The key to making good crystal meat jelly is: one soak, two boil and three clean up. Use these three strokes, so you get the master-class crystal skin jelly.
One bubble: this is a step that we are more likely to ignore, the meat skin to use. Be sure to use water to soak for two hours, conducive to the next step of scraping oil, hanging skin. The meat skin will not be so raw, the operation is also easy.
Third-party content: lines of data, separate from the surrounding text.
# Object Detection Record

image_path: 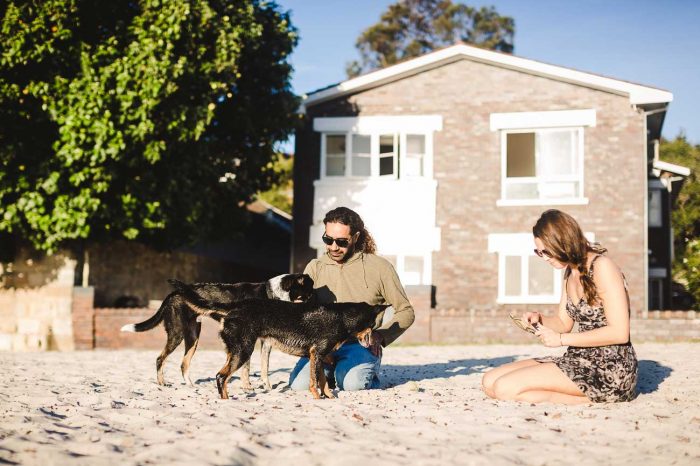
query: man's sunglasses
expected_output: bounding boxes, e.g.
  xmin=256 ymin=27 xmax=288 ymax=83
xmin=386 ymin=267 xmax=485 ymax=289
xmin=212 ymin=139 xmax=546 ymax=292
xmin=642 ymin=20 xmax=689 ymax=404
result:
xmin=321 ymin=234 xmax=350 ymax=248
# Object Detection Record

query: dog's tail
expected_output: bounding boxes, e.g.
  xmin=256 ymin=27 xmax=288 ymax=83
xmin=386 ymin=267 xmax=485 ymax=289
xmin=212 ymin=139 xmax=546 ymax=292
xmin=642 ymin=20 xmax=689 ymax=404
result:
xmin=168 ymin=278 xmax=228 ymax=321
xmin=121 ymin=296 xmax=170 ymax=332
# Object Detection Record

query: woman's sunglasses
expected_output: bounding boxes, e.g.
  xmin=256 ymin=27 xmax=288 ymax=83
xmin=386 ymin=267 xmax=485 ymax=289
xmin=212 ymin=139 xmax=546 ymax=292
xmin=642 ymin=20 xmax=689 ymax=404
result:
xmin=321 ymin=234 xmax=350 ymax=248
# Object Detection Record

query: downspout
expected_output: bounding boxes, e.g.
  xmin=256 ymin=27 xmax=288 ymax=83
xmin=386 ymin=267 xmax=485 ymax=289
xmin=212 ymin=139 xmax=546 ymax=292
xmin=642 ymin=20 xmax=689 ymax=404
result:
xmin=633 ymin=105 xmax=670 ymax=315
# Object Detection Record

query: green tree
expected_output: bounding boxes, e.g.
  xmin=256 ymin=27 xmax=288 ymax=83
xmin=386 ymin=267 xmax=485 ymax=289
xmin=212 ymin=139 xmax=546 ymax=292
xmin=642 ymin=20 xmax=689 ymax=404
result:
xmin=0 ymin=0 xmax=298 ymax=251
xmin=346 ymin=0 xmax=515 ymax=77
xmin=660 ymin=133 xmax=700 ymax=304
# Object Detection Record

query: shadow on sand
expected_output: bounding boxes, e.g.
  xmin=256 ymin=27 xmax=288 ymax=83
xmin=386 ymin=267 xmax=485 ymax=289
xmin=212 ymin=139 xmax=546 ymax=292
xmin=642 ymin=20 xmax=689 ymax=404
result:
xmin=380 ymin=356 xmax=518 ymax=388
xmin=637 ymin=359 xmax=673 ymax=395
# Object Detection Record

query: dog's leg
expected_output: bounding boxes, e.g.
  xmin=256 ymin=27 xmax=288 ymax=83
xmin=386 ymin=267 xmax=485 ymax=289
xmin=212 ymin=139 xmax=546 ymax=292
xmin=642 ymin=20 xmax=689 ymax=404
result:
xmin=180 ymin=317 xmax=202 ymax=386
xmin=309 ymin=346 xmax=323 ymax=400
xmin=317 ymin=355 xmax=335 ymax=398
xmin=216 ymin=351 xmax=240 ymax=400
xmin=216 ymin=338 xmax=255 ymax=400
xmin=239 ymin=359 xmax=253 ymax=391
xmin=260 ymin=339 xmax=272 ymax=390
xmin=318 ymin=368 xmax=335 ymax=398
xmin=156 ymin=332 xmax=182 ymax=385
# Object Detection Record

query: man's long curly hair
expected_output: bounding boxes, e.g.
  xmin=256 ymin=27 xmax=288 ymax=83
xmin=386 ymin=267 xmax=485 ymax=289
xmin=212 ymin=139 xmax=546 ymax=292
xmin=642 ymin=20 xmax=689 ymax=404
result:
xmin=532 ymin=209 xmax=607 ymax=305
xmin=323 ymin=207 xmax=377 ymax=254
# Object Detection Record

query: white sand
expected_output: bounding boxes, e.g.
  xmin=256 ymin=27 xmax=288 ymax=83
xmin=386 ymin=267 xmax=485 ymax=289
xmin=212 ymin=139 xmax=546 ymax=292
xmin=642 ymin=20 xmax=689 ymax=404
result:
xmin=0 ymin=344 xmax=700 ymax=466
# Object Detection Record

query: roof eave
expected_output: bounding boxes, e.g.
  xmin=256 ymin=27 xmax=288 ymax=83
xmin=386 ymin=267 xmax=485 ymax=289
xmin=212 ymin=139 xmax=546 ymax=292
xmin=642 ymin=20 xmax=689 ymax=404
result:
xmin=302 ymin=44 xmax=673 ymax=110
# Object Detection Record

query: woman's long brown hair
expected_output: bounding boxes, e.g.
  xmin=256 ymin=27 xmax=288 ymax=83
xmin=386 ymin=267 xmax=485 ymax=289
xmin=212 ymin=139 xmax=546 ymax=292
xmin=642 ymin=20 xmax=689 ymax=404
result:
xmin=532 ymin=209 xmax=607 ymax=305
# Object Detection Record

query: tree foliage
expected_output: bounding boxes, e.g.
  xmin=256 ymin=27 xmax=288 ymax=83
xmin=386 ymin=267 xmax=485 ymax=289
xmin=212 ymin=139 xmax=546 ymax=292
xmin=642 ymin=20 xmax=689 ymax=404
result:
xmin=346 ymin=0 xmax=515 ymax=77
xmin=0 ymin=0 xmax=298 ymax=251
xmin=660 ymin=133 xmax=700 ymax=303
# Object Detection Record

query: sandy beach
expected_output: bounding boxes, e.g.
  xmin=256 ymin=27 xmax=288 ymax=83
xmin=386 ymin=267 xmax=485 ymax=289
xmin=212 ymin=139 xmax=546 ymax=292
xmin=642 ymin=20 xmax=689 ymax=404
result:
xmin=0 ymin=343 xmax=700 ymax=465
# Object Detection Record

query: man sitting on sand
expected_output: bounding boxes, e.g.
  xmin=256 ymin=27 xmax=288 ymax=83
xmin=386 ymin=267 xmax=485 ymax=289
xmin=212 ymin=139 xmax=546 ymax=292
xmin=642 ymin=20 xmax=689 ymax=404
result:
xmin=289 ymin=207 xmax=414 ymax=390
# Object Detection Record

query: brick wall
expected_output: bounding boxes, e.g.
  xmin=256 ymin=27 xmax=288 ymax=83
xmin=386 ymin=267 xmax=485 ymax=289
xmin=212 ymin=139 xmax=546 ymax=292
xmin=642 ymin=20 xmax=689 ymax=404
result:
xmin=399 ymin=308 xmax=700 ymax=344
xmin=294 ymin=60 xmax=647 ymax=310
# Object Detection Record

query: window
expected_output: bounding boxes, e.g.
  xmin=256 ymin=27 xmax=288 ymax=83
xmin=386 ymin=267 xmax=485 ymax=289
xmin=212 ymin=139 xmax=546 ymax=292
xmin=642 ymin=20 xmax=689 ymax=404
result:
xmin=488 ymin=233 xmax=593 ymax=304
xmin=379 ymin=134 xmax=399 ymax=176
xmin=351 ymin=134 xmax=372 ymax=176
xmin=501 ymin=128 xmax=583 ymax=201
xmin=498 ymin=253 xmax=562 ymax=304
xmin=403 ymin=134 xmax=425 ymax=176
xmin=313 ymin=115 xmax=442 ymax=179
xmin=325 ymin=134 xmax=345 ymax=176
xmin=490 ymin=109 xmax=596 ymax=206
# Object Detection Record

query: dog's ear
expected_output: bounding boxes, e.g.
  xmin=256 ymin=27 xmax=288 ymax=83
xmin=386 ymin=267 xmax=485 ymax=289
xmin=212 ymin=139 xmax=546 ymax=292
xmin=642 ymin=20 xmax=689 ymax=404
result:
xmin=372 ymin=304 xmax=391 ymax=330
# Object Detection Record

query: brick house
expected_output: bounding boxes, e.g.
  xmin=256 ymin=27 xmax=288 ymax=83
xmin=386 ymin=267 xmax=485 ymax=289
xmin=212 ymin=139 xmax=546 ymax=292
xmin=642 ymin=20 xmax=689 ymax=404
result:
xmin=292 ymin=44 xmax=683 ymax=339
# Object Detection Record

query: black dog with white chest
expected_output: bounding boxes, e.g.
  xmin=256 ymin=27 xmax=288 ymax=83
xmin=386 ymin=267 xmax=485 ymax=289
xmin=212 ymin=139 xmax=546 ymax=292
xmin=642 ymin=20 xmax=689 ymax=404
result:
xmin=172 ymin=286 xmax=388 ymax=399
xmin=121 ymin=274 xmax=314 ymax=389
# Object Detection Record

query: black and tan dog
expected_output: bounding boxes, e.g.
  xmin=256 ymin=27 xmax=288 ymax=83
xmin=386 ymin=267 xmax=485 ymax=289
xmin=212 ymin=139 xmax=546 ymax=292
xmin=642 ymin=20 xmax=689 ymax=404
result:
xmin=172 ymin=286 xmax=388 ymax=399
xmin=121 ymin=274 xmax=314 ymax=389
A cleanup: before the meat skin is put into the pot, use a vegetable knife to scrape off the skin of the pig hair, grease, dirt. The cleaner you scrape the grease, the clearer the soup will be.
One boil: add water to the pot and put in the meat, counting from the boiler, cook for 10 minutes, cease fire
Second cleanup: pull out the boiled meat into warm water to wash, and then put on the board to scrape off the oil on the meat
Second boil: once again, the pot of water to add the boiler, put the meat, and then boil for 10 minutes.
Three cleaning: fishing out the skin of the meat also put into the warm water to wash, once again well cleaned. Then shredded into the pot to cook for about 1 hour, you can become crystal clear meat skin jelly This is the original color jelly, also known as white crystal jelly. When making jelly, the fat and grease on the meat skin must be removed cleanly, which is not only good for health, but also not greasy and not greasy, which is the key to make the taste enhancement. The skin of the meat should be cut as finely as possible, the finer the better the result. Meat skin jelly contains a lot of collagen, which has a certain protective effect on women's beauty and on the human heart.
Because of the crystal meat jelly flavor is light, eat when the best mix some sauce: vinegar, sugar, soy sauce, chili oil, garlic, mix well and drizzle on the jelly.